Due to the pvalue being 1.994262314074344e-177, I **reject** my null hypothesis that the support for the democrats and republicans for the physician fee freeze bill are of equal support with a confidence level of 99%

# **the difference between republicans and democrats has p > 0.1**

In [0]:
#The water project bill is the only bill where the democrats and republicans where split upon the bill
print(dem['water-project'].mean())
print(rep['water-project'].mean())

0.502092050209205
0.5067567567567568


In [0]:
#ttest between democrats and republicans for the water project bill
ttest_ind(dem['water-project'], rep['water-project'], nan_policy='omit')

Ttest_indResult(statistic=-0.08896538137868286, pvalue=0.9291556823993485)

In [0]:
0.9291556823993485 > 0.1

True

Due to the pvalue being 0.9291556823993485, I **fail to reject** my null hypothesis that the support for the democrats and republicans for the water project bill are of equal support with a confidence level of 90%

# **Stretch Goal**

In [0]:
#A function where you only have to plug in the bill name and it will output the ttest for the specified bill
def ttest_func(column):
  return ttest_ind(dem[column], rep[column], nan_policy='omit')

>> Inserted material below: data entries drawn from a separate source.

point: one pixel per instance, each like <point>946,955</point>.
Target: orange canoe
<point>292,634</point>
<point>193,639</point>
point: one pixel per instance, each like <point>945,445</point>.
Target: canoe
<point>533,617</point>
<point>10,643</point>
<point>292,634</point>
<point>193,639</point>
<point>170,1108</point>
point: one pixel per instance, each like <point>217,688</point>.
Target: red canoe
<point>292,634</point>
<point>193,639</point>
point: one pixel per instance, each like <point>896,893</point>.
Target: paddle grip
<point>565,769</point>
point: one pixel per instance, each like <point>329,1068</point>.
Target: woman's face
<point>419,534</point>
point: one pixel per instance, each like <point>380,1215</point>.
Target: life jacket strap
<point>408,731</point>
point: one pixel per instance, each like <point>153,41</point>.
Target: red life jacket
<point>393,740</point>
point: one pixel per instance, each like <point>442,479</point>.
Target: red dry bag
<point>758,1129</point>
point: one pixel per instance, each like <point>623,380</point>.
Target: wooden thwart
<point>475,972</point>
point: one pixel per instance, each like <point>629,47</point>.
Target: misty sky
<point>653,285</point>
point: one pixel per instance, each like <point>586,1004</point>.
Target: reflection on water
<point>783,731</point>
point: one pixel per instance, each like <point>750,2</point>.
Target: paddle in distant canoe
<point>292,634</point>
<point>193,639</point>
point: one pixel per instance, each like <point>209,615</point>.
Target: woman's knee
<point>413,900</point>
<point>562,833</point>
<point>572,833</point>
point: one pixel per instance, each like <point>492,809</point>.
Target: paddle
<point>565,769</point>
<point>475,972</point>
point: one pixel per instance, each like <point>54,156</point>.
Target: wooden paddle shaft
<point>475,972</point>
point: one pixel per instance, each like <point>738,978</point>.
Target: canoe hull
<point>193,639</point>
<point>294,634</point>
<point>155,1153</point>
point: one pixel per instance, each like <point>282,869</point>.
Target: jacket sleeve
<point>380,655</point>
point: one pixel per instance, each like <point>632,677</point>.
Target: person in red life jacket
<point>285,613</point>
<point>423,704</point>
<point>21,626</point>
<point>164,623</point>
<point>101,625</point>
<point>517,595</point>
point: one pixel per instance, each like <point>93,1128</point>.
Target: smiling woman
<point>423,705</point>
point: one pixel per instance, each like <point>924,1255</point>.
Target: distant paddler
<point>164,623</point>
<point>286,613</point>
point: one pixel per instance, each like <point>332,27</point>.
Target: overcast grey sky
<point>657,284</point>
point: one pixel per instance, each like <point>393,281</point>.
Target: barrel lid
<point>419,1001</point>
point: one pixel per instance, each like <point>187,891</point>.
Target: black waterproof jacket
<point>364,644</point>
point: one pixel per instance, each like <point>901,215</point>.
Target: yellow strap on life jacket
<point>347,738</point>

null Hypothesis: There is no difference of support for the crime bill

$\bar{x}_{1} == \bar{x}_{2}$

Alternative Hypothesis: There will be a difference of support for the crime bill

$\bar{x}_{1} \neq \bar{x}_{2}$

Confidence level: 95%

In [0]:
#utilizing the ttest_func function
ttest_func('crime')

Ttest_indResult(statistic=-16.342085656197696, pvalue=9.952342705606092e-47)

In [0]:
9.952342705606092e-47 < 0.05

True

Due to the pvalue being 9.952342705606092e-47, I **reject** my null hypothesis that the support for the crime bill are of equal support.